Liverpool 1, Chelsea 1, and an Anfield Saturday lunchtime that started with a curl from Ryan Gravenberch and ended with boos. Enzo Fernández's freak free-kick before the break dragged Chelsea level and finally ended a six-game Premier League losing run, and from the moment Liverpool's hands started slipping off the steering wheel, the result felt the right one for both sides.
Gravenberch's sixth-minute curler
The opener arrived early and from a familiar pattern. Rio Ngumoha picked up the ball on the left and slid it inside to Gravenberch on the edge of the box. The 17-year-old's delivery was crisp; Gravenberch's response was crisper. The Dutchman opened his body, took a touch, and curled a peach into the top right corner of the net. Anfield was on its feet inside seven minutes and Liverpool, on paper at least, were in control of an afternoon they badly needed three points from.

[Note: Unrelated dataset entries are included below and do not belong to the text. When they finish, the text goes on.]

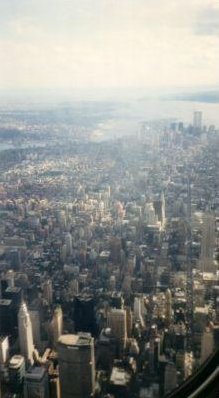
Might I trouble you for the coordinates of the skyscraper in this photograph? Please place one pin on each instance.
(116, 321)
(57, 324)
(25, 333)
(197, 120)
(76, 365)
(36, 384)
(16, 374)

A free-kick that surprised everyone in the box
Then came the equaliser, and the slightly comic way it found the net. Ten minutes before half-time, Enzo Fernández stood over a free-kick out on the right. He hit it low and across the box, and the delivery evaded everyone in the line, including Chelsea's Wesley Fofana, who looked to glance it on but missed by a touch. The ball squeezed in at the far post. From the restart, the home side never quite found their rhythm again.

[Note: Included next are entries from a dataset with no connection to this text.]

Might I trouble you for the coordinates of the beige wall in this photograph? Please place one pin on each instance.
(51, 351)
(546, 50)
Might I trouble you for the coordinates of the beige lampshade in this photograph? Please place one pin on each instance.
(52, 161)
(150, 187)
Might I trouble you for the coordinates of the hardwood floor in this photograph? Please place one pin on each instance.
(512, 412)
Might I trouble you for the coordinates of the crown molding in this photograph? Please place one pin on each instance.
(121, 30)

The Slot side that did not show up after the break
Cole Palmer had a goal ruled out for offside, Curtis Jones the same at the other end, and Liverpool hit the woodwork twice through Dominik Szoboszlai and Virgil van Dijk. The chances were there. The cutting edge in the final third, on a depleted Slot squad missing several first-choice names, was not. By the closing exchanges Anfield was vocally restless, and the boos at full time spoke to a home support that knows exactly what these dropped points mean for a finish that was supposed to look more comfortable than it does.
Where the table sits now
Liverpool stay fourth on 59 points but their cushion gets thinner, with Aston Villa and Brentford both holding games in hand below them. Chelsea climb to ninth with a point that feels much heavier than the maths, given the run they had been on. The losing streak is over. Whether the corner is genuinely turned, or whether this was a small reprieve in a season that still needs sorting, Anfield is not the worst place to find out either way.